Beyond Antibiotics: Building a Pseudomonas aeruginosa Phage Library for Targeted Therapy

Abstract

Background: Microbial resistance due to antibiotic misuse resulted increasing illness and mortality rates. Pseudomonas aeruginosa, a common hospital-acquired bacterium, has become highly resistant globally, including Lebanon where carbapenem-resistant strains are now prevalent. This resistance has led to higher mortality rates, longer hospital stays, and increased healthcare costs. Consequently, there is a pressing need for alternative solutions, and phage therapy, which consists of using viruses that specifically target and lyse bacterial cells, is being reconsidered as a potential alternative approach. In this study, we aim to isolate and characterize lytic phages from natural sources to evaluate their efficacy against multidrug-resistant Pseudomonas aeruginosa strains, to develop a phage library for future therapeutic interventions.

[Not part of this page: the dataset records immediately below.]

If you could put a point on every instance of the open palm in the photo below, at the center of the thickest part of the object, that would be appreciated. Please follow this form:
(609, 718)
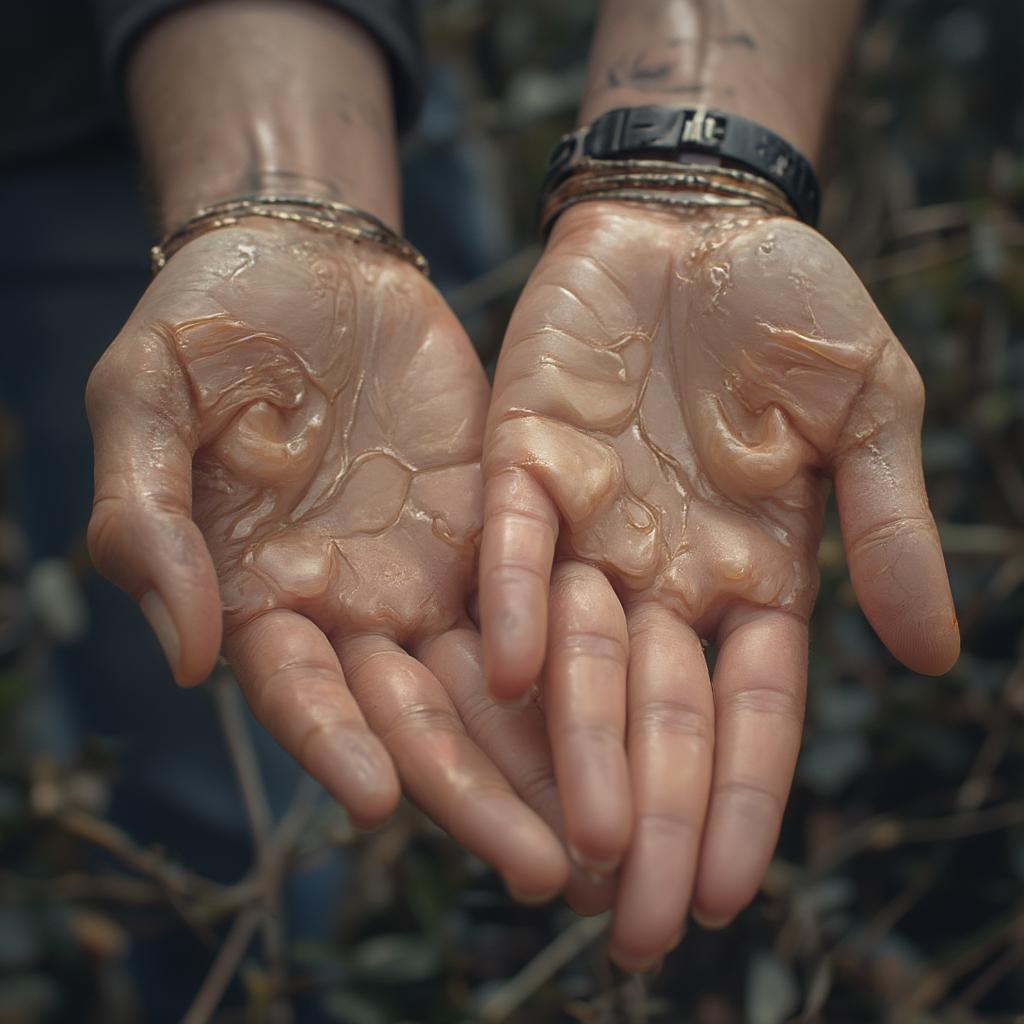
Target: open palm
(288, 435)
(674, 392)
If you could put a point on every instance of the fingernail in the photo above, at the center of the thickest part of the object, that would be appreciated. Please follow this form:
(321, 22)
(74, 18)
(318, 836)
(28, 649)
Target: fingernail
(513, 704)
(708, 922)
(161, 623)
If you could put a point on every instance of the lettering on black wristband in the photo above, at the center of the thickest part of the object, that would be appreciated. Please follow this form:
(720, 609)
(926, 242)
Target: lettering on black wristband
(673, 132)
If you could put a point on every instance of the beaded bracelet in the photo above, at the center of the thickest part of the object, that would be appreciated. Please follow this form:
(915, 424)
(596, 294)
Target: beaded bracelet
(323, 214)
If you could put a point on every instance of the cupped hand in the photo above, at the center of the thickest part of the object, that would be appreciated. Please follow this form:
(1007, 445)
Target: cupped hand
(287, 441)
(674, 393)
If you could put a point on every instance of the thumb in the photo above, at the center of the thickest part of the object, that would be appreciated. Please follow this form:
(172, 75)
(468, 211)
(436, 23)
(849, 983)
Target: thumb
(141, 536)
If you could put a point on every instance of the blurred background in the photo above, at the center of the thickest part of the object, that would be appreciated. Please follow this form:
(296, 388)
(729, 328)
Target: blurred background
(156, 853)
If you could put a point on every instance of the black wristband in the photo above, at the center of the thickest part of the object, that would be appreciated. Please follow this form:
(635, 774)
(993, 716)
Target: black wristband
(669, 132)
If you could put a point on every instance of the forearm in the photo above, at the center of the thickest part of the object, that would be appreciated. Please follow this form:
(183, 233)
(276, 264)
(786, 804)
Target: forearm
(775, 62)
(240, 96)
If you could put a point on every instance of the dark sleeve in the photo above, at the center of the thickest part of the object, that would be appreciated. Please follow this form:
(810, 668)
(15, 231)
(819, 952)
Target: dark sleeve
(396, 25)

Methods: Screening for phages will be conducted by mixing natural resources samples (in our case 12 sewage samples from different regions across Lebanon) and the bacteria in a 96 well plate and OD will be measured. Then, a Double Agar Layer assay will be performed to isolate the phages. Once isolated, phages will be spotted over different Pseudomonas aeruginosa strains for a host range determination. Additionally, phages will be characterized by their bacteriolytic activity, their latency period and burst size determined by a one-step growth assay, their ability clear bacterial biofilm post formation and their stability under different temperature and pH values. Finally, a DNA extraction and sequencing will be performed to identify the phage whole genome.

Results: Six distinct phages were isolated against three Pseudomonas aeruginosa strains from Al Nabatieh and Iaat sewage samples with a titer ranging between 1015 and 1040 PFU/ml. Three phages recorded the widest host range and showed considerable bacterial killing effect, while the rest were more host specific. Only two phages out of these three presented a potential role in significantly eliminating mature biofilm. PSA 44 NAB 02 demonstrated excellent pH and thermal stability and it adsorbed to its host within 5 minutes and lysed the cell within 30 minutes, releasing approximately 30 virions per bacterial cell.

Conclusion: We successfully isolated and characterized six bacteriophages. Several phages, highlighted by PSA 44 NAB 02, are potential candidates to be included in our phage library giving there promising bacterial killing capacity and ability in clearing mature biofilm.